Let's prove this statement by induction on the number of distinct prime divisors of a given number. In this case, this number will be denoted by $n$, the number of its divisors — by $d(n)$ and the divisors written in counterclockwise order — by $a_1,a_2,\dots ,a_{d(n)}$, where $a_1=1$.

Base: let $n=p^k$, where $p$ is a prime number. Let's arrange all divisors of the number $n$ in ascending order: $a_1=1,a_2=p,\dots ,a_{k+1}=p^k$. It is obvious that such arrangement satisfies the condition.

Step: suppose the assertion is proved for all numbers having at most $s$ different prime divisors, let us prove it for an arbitrary number $n$ having $s+1$ prime divisors. We write $n$ as $n=p^{k}m$, where $p$ is a prime number that does not divide $m$.

If $\ell$ is a sequence of numbers written in a clockwise circle then by ${\ell }^{\ast }$ we will denote the same sequence but written in reverse order, i. e., if $\ell$ is $a_1,a_2,\dots ,a_k$, then ${\ell }^{\ast }$ is $a_k,\dots ,a_2,a_1$. Moreover by $q\ell$ we denote the sequence obtained from $\ell$ by multiplying all its terms by $q$, i. e. $q\ell$ is $q{a}_1,q{a}_2,\dots ,q{a}_k$.

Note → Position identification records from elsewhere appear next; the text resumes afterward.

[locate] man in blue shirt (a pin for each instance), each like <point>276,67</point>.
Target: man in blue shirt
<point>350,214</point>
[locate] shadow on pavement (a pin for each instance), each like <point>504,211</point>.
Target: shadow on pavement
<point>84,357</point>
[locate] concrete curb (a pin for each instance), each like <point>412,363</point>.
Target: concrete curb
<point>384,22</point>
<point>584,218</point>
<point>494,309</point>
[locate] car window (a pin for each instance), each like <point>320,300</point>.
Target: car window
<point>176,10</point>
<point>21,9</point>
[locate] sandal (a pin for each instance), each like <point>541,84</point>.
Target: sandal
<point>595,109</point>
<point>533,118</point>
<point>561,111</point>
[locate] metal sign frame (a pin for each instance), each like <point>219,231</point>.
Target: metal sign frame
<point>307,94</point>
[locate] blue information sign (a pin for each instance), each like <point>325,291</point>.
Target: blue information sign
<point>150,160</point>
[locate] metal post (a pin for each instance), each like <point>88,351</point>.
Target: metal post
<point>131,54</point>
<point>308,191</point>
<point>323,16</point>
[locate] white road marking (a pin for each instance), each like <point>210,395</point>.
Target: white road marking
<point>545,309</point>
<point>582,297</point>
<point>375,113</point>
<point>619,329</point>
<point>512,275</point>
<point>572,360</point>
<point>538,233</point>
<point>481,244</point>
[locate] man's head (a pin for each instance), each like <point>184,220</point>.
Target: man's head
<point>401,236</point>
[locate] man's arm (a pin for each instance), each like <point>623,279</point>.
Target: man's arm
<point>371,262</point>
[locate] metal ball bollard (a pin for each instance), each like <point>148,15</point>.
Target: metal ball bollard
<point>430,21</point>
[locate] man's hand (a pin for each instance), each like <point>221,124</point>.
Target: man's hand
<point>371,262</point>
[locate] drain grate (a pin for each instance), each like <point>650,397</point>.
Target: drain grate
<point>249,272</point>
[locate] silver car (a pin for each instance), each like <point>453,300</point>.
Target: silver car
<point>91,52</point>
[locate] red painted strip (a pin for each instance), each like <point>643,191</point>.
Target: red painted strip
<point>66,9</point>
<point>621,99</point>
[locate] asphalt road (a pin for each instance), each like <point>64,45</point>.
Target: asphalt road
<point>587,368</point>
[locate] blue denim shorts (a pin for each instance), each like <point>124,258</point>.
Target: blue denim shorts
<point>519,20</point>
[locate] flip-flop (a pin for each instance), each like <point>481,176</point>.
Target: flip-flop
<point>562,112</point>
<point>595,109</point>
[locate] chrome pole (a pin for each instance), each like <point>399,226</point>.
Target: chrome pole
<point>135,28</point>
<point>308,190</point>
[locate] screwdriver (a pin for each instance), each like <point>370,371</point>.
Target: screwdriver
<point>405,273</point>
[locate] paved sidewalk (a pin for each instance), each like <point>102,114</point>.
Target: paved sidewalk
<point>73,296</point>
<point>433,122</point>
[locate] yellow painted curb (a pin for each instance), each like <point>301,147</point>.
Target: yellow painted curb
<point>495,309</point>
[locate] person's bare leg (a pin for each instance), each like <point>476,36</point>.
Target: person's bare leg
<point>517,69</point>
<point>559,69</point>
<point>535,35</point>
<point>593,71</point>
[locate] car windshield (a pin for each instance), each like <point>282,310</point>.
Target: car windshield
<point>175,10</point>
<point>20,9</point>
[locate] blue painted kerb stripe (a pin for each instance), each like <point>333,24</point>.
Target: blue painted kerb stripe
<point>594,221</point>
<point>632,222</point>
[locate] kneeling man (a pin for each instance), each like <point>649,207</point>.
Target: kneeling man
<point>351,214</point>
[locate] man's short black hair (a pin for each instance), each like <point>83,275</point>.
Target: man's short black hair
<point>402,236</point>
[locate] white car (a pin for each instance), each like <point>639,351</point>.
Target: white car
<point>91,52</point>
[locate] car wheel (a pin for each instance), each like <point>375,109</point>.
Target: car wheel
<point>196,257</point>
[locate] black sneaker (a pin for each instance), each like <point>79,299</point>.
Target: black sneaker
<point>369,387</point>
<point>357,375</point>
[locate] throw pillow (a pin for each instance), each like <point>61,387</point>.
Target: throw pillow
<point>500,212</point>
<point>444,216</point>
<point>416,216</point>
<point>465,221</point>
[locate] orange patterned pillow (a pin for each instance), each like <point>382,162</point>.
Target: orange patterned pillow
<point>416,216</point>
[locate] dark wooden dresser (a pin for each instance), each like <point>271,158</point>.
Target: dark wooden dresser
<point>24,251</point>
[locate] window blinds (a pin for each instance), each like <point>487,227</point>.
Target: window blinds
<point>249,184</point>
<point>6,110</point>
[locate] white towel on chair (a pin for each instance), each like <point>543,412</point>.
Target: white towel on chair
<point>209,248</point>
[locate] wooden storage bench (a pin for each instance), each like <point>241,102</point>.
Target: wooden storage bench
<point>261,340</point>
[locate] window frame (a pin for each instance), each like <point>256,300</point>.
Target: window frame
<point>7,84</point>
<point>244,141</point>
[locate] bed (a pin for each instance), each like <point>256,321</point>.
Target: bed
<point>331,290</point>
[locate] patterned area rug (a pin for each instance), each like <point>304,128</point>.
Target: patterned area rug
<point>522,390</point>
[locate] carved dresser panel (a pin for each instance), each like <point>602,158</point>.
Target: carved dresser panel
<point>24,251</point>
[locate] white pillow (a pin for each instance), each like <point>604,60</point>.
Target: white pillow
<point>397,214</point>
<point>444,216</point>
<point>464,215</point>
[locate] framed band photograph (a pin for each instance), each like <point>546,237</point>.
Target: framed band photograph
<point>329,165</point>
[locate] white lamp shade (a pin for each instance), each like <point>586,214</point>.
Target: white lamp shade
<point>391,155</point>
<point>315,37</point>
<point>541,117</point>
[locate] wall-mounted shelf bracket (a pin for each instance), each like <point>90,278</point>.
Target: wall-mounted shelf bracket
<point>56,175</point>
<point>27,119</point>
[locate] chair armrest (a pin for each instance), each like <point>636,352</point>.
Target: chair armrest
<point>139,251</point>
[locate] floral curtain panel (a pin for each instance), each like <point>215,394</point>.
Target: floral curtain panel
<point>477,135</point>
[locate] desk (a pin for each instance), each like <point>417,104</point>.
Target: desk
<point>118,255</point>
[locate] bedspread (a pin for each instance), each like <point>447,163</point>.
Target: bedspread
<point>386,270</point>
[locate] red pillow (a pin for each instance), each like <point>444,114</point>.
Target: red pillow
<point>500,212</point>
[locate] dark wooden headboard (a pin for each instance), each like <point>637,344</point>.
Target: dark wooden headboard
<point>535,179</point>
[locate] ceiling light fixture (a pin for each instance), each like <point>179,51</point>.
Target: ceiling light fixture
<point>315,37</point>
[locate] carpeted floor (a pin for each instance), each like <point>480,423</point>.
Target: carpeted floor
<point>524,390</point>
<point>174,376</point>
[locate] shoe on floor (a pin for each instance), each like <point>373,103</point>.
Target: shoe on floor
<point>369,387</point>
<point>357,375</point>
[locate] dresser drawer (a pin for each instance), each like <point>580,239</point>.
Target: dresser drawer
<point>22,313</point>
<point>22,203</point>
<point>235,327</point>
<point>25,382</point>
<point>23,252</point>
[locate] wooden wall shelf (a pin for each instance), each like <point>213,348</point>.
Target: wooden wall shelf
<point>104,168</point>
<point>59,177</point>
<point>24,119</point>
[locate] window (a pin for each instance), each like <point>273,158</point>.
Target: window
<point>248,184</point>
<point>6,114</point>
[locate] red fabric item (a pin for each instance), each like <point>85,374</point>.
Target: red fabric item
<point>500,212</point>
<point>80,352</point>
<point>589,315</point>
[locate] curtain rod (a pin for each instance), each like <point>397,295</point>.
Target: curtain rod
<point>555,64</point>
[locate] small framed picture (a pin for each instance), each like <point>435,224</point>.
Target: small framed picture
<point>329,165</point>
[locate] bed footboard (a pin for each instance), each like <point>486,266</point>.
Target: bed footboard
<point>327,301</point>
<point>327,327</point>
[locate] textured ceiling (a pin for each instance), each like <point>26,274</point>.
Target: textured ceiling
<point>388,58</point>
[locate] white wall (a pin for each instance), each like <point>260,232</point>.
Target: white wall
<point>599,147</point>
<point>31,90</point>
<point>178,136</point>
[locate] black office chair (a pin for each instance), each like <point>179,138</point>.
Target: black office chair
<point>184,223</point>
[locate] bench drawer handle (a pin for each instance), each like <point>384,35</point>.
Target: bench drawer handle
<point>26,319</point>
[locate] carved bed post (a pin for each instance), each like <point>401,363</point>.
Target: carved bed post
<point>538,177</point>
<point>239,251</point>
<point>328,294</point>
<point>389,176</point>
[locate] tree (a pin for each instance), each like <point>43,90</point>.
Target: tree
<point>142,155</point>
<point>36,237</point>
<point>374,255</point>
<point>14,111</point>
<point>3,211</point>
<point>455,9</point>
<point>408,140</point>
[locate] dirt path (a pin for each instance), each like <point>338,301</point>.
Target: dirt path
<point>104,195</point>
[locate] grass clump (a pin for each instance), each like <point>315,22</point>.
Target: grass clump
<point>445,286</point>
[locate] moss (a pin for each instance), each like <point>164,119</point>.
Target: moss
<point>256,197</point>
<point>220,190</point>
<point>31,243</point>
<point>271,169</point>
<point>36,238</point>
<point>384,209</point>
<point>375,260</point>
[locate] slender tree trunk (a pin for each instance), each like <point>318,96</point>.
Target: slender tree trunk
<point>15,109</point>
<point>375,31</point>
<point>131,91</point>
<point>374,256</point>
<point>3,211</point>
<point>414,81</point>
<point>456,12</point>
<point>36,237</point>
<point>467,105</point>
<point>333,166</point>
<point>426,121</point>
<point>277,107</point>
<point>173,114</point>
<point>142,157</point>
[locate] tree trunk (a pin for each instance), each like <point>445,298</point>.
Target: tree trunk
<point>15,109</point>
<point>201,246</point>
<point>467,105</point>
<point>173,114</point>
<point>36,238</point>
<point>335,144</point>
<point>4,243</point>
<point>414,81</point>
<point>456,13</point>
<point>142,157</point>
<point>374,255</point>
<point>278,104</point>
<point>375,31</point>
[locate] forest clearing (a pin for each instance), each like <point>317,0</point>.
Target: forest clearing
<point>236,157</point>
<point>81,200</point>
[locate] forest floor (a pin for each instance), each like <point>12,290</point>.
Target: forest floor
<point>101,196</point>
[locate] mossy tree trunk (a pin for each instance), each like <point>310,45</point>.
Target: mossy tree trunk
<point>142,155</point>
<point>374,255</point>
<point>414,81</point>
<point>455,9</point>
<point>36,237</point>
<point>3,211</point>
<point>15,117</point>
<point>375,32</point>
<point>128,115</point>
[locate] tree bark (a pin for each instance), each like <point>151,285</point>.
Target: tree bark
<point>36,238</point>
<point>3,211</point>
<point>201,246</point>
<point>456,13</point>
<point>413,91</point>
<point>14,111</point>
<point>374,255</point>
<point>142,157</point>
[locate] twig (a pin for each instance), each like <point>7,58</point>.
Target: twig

By the induction hypothesis all divisors of the number $m$ can be arranged in a circle according to the condition: $a_1,a_2,\dots ,a_{d(m)}$. Denote this sequence $\ell$. Then we arrange the divisors of the number $n$ around the circle in the following order:

$\ell ,(p\ell {)}^{\ast },p^2\ell ,\dots ,(p^{k-1}\ell {)}^{\ast },p^k\ell$, if $k$ is odd, and $\ell ,(p\ell {)}^{\ast },p^2\ell ,\dots ,p^{k-1}\ell ,(p^k\ell {)}^{\ast }$, if $k$ is even.

It is easy to see that these sequences satisfy the condition of the problem.